By Patrick Lang
MOSAIC’s addition of the new Latino branch gives minority students even more opportunities to share their opinions.
In the fall of 2008, the MOSAIC group was started at Union to meet the individual needs and desires of culturally diverse students on campus.
“We respond to the requests of the students who express a serious need for a new initiative that promotes unity, opportunity and Great Commandment thinking and action on our campus,” said Jacqueline Taylor, assistant dean of students and director of Career Services.
MOSAIC emphasizes the importance of encouraging students to make their opinions known, which led to the development of Latin American Student Opportunities. LASO is the newest branch to be established in MOSIAC due to the efforts of Union students Nadja Barros, sophomore nursing major, and Claudia Velasco, sophomore business and philosophy double major.
Barros and Velasco, along with Dr. Zoila Sanchez, associate professor of nursing and adviser for the Latino members of MOSAIC, had “expressed a need for opportunities focused on mentoring, support, community service and awareness of Latino culture among the Union community,” Taylor said. “MOSAIC was ready and willing to provide such opportunities.”

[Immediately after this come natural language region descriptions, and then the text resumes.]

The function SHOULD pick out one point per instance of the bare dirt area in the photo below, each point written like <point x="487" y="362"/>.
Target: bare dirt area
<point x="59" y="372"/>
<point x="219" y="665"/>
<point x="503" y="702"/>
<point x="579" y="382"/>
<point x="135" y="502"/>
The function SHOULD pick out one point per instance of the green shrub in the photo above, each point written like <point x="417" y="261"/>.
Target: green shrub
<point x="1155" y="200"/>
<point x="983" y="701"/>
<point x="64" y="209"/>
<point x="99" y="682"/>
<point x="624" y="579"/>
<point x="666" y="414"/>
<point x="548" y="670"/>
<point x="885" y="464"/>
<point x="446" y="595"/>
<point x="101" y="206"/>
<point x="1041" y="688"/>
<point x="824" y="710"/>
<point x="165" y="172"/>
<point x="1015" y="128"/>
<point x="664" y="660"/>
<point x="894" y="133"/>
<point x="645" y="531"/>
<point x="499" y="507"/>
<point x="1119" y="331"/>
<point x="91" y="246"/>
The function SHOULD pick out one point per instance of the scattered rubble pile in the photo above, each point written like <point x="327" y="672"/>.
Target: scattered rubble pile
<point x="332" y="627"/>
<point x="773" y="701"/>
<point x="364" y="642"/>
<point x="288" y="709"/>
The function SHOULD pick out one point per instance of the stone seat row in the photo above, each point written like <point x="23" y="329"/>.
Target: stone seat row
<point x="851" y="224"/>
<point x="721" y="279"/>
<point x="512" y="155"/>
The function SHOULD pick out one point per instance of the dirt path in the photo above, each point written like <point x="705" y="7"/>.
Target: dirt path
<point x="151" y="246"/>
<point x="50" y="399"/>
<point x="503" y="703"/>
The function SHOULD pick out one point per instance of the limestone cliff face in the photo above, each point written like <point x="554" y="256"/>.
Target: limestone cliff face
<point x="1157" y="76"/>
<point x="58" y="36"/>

A desire to find an outlet for their Latino culture was the inspiration for Barros, from Brazil, and Velasco, from Ecuador, to help start a group that was dedicated to not only bring their culture together, but sharing it with other students on campus.
“I always liked the idea of hanging out with (people in) our culture,” Barros said.
“We were hurting for something like this.”
Sanchez said, “LASO, I strongly believe, is guided by God and in line with Union’s ‘Christ-centered Christian worldview’ exemplified by faculty, students, administration and staff. This is what I refer to as the foundation of LASO.”
Sanchez and all the members of LASO are working to help the new branch grow and become involved at Union.
“This is a new entity, (and) as with any new entity it is still in its infancy, and most likely will evolve as new members join,” Sanchez said.
“LASO’s mission is broad: To create a Christ-centered community that will embrace unity, respect diversity, (and) provide mentoring and access to academic resources.”
Sanchez said LASO should be a venue to create cross-cultural interactions among students that foster spiritual growth and service to others.
“I would like to see LASO engage in activities throughout the academic year that would not only assist its members with their overall career development, but also enhance their academic and social involvement at Union and in the local Community,” she said.
LASO held its first event in Brewer Dining Hall, Nov. 11. Students of all ethnicities were invited to eat, socialize and learn more about LASO and the Latino community on campus. More than 50 people attended the kick-off event.
MOSIAC also offers many other opprotunities to be involved, including weekly men’s and women’s Bible study, “Aim for the A’s” study hall, community service at Mission Convalescent Home and international missions support.